The agency’s limited clearance matches the subset of patients in the NIH trial who benefited the most from the two-drug combination, said Dr. Andre Kalil, an infectious disease physician at the Medical Center of the ‘University of Nebraska and one of the trial’s principal investigators. .

But that same patient population – people sick enough to need some form of respiratory support – would also be good candidates for steroids like dexamethasone, said Dr Phyllis Tien, an infectious disease physician at the University of California at San Francisco.

Dexamethasone, unlike baricitinib, has been shown in studies to reduce mortality in critically ill Covid-19 patients. A generic drug, it’s also cheap, costs pennies or dollars per day of treatment, and has been part of the coronavirus treatment manual for months.

“I wonder, ‘Who would I think of using baricitinib in addition to dexamethasone? ”Said Dr. Tien.

But Dr Boghuma Kabisen Titanji, an infectious disease physician at Emory University who initiated the first studies of baricitinib against the coronavirus, offered a more sober perspective on dexamethasone. Steroids are “blunt knives,” she said, suppressing inflammation on a larger scale than drugs like baricitinib. That’s why steroids come with a host of unwanted side effects, including exacerbating conditions like diabetes or osteoporosis, she said.

The family of drugs that include baricitinib, on the other hand, may offer greater therapeutic precision, Dr Titanji said. There is also some evidence that baricitinib could prevent the coronavirus from entering cells.

Yet baricitinib has its own issues, such as the increased risk of blood clots – already a problem in many cases of Covid-19. “It gives you a break,” Dr. Cernadas said.

Baricitinib and dexamethasone also weaken immune function, increasing the likelihood that other viruses or bacteria can enter the bodies of the people they are used in. But of the two, dexamethasone is “the devil you know,” said Dr. Lauren Henderson, a pediatric rheumatologist at Boston Children’s Hospital. “I probably wouldn’t go for baricitinib first-line.”

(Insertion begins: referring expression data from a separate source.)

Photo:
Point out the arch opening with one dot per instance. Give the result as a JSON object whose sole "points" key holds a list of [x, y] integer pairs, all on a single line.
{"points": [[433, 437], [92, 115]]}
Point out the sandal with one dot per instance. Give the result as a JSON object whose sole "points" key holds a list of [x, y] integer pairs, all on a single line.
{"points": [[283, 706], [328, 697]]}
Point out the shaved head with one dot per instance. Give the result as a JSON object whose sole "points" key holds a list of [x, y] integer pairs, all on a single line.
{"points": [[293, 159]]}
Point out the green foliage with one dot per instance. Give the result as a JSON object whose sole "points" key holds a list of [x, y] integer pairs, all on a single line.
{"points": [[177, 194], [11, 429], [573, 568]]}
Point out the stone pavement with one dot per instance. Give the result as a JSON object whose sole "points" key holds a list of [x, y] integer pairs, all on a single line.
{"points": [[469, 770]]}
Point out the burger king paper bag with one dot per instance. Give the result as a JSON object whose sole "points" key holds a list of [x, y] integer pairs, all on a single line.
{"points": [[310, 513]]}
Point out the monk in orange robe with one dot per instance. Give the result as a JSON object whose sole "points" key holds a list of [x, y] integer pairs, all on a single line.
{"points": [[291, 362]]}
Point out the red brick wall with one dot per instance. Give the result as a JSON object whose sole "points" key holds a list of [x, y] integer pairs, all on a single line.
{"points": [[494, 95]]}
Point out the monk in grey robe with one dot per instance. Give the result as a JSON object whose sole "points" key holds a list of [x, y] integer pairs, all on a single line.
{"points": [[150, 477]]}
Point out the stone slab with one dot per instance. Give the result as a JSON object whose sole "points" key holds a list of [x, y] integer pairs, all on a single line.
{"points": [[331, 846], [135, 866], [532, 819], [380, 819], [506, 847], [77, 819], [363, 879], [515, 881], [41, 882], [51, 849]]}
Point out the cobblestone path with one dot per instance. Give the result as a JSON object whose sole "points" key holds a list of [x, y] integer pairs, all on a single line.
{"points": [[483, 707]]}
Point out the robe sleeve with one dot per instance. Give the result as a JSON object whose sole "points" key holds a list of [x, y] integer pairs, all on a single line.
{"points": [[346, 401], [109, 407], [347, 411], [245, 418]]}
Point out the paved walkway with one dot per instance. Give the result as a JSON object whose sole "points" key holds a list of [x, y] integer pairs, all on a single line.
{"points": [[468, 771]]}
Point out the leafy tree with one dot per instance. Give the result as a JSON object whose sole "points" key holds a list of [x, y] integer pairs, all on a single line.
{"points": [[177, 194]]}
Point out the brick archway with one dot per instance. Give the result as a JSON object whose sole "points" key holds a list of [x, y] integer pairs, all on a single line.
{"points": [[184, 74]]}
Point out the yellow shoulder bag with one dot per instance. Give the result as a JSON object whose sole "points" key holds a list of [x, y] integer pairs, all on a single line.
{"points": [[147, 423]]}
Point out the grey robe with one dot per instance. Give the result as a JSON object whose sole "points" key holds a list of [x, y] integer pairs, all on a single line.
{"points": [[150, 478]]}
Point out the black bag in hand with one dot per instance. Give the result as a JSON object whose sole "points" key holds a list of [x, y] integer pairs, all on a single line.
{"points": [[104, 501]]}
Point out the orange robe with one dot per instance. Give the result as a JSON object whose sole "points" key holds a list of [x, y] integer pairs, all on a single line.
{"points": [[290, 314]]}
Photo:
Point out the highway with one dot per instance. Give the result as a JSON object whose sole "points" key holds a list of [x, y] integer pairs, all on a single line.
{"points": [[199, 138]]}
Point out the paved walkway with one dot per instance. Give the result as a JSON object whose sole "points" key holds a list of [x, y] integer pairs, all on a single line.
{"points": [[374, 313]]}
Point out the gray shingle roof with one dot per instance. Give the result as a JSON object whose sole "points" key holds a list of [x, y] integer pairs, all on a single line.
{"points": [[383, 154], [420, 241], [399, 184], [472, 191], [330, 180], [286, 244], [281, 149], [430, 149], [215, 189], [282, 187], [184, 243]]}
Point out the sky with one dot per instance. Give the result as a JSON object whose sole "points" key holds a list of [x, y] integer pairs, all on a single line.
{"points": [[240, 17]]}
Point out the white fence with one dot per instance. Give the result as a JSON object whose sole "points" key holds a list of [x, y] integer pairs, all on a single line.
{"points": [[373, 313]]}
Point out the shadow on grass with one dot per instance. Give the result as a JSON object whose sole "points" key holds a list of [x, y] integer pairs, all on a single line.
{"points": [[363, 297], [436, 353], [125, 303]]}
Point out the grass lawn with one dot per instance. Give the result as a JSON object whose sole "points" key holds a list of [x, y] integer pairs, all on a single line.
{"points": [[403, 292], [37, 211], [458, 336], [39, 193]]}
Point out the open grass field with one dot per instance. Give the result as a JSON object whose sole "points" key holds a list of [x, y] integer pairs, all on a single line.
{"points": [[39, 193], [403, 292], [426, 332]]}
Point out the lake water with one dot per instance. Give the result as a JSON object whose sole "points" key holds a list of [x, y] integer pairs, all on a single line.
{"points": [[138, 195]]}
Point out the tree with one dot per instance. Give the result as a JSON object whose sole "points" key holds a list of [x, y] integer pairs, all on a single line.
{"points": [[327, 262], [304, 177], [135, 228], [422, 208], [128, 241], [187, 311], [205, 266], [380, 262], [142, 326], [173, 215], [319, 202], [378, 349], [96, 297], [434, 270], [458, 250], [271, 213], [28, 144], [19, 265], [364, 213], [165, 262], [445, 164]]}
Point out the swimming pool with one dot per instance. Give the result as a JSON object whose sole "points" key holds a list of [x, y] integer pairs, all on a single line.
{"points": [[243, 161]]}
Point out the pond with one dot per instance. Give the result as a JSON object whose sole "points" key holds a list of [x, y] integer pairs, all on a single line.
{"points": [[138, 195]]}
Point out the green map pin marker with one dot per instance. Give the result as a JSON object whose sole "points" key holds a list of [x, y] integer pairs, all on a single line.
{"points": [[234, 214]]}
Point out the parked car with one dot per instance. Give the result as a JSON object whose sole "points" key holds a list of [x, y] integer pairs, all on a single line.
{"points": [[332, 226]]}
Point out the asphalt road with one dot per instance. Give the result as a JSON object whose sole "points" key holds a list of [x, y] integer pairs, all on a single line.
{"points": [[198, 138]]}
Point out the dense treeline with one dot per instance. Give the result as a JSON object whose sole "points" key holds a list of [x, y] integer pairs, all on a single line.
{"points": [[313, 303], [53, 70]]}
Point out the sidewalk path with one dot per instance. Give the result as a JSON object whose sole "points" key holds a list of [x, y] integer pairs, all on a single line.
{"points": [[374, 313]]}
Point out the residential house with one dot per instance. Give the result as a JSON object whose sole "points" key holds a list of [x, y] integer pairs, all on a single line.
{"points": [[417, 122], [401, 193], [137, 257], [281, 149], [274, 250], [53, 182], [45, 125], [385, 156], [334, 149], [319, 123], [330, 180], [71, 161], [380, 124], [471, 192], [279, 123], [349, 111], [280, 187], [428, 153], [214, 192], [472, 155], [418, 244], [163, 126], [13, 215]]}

Dr Tien and other experts echoed this sentiment, saying they would likely choose dexamethasone over baricitinib when treating someone with a severe case of Covid-19, unless they didn’t. There is an obvious reason why their patient might respond poorly to steroids.

A direct comparison between baricitinib and dexamethasone might clarify which patients would be better placed to take one drug than another. In late November, the NIH announced a trial comparing outcomes between hospitalized Covid-19 patients who received either a combination of remdesivir and dexamethasone or a combination of remdesivir and baricitinib. But Dr Schwartz and others have raised ethical concerns about the trial, which he says would by definition deprive some patients of life-saving steroid therapy.

Eli Lilly is also leading a trial to study the effects of baricitinib alone in hospital patients. In this study, which likely won’t end until next summer, all participants will be given dexamethasone.